La viande. Certes, dans ce football business du XXIème siècle, les joueurs peuvent être considérés comme de la viande par les plus mercantilistes agents mais ce n’est pas cette raison qui conduit à ce surnom des joueurs du Spartak. Au contraire, pour comprendre la création de ce surnom, il faut remonter à une époque où le football demeurait encore une activité récréative, dans les années 1920, et sous un régime qui s’opposait au capitalisme, le communisme soviétique. Le club fut fondé en 1922, sous le nom de МКС (cercle sportif de Moscou), et sur les ruines dans un ancien club omnisport attaché au mouvement panslave Sokol. En 1923, les autorités communistes décidèrent que les clubs sportifs devaient s’identifier à un lieu géographique. Moscou étant une grande ville, le club prit le nom du quartier où il résidait (Presnenski) et s’appella Красная Пресня (Rouge Presnenski). Puis, en 1926, nouvelle intervention des autorités qui intimèrent aux clubs de se lier avec des administrations ou des syndicats ou coopératives de travailleurs. Les autres grands clubs moscovites étaient alors déjà patronnés par les grandes administrations centrales : le Dynamo Moscou était soutenu par la police politique, le CSKA Moscou par l’armée rouge et le Lokomotiv Moscou par la compagnie des chemins de fer. Le futur Spartak était alors supporté par Nikolai Pashintsev, président du comité central du syndicat de l’industrie alimentaire, et ce dernier mit le club sous la direction et le parrainage d’une coopérative de bouchers et de commerçants alimentaires. Le club prit donc le nom de Пищевики (Travailleurs de l’alimentation) de 1926 à 1931. Après 1931, le club changea de partenaire et de nom (Промкооперация – Coopérative de production).

Jusqu’aux années 1970, les groupes de supporteurs étaient plutôt rares et donc les surnoms des clubs existaient peu. De même, les rivalités liées à des derbys étaient inexistantes. La première association de supporteurs du Spartak apparût en 1972 et les rivalités avec ceux des autres clubs naquirent à la fin des années 1970. Les supporteurs du CSKA auraient alors qualifié les joueurs et fans du Spartak de мясо. Ce surnom faisait référence aux liens historiques du club avec la coopérative des bouchers et commerçants. Surtout, comme ce sobriquet était donné par les supporteurs du CSKA, il se devait être péjoratif. Or, quel aliment faisait le plus défaut dans les rayons des magasins soviétiques ? La viande. Ce qui faisait penser que les bouchers étaient des escrocs. Pour certains fans du Spartak, ce surnom demeure encore une insulte mais pour la majorité s’est aujourd’hui une fierté. En 2002, l’attaquant Dmitry Sychev réalisa une sacrée performance en marquant 8 buts lors de ces 12 premiers matchs pour le Spartak. Il montrait alors après ses buts un maillot où il était marqué : Кто мы? Мясо (Qui sommes nous ? La viande). Ce geste ancra définitivement le surnom.

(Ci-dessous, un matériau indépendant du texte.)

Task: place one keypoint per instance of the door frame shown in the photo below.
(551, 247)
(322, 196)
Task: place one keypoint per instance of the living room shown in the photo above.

#621- Gimnasia y Esgrima La Plata : los Triperos

Les tripiers, les bouchers. Le football argentin se construisit dans ses villes par une opposition entre deux clubs. A Buenos Aires, Boca s’opposa à River quand Racing combattait Independiente. A Rosario, Central et Newell’s étaient les ennemies intimes. A La Plata, les deux clubs qui émergèrent de leurs quartiers pour régner sur la ville et au-delà furent Gimnasia y Esgrima d’un côté et Estudiantes de l’autre. Ses rivalités locales se traduisirent dans les clubs au travers de la sociologie des supporteurs. En effet, les classes sociales se répartirent naturellement entre les deux clubs.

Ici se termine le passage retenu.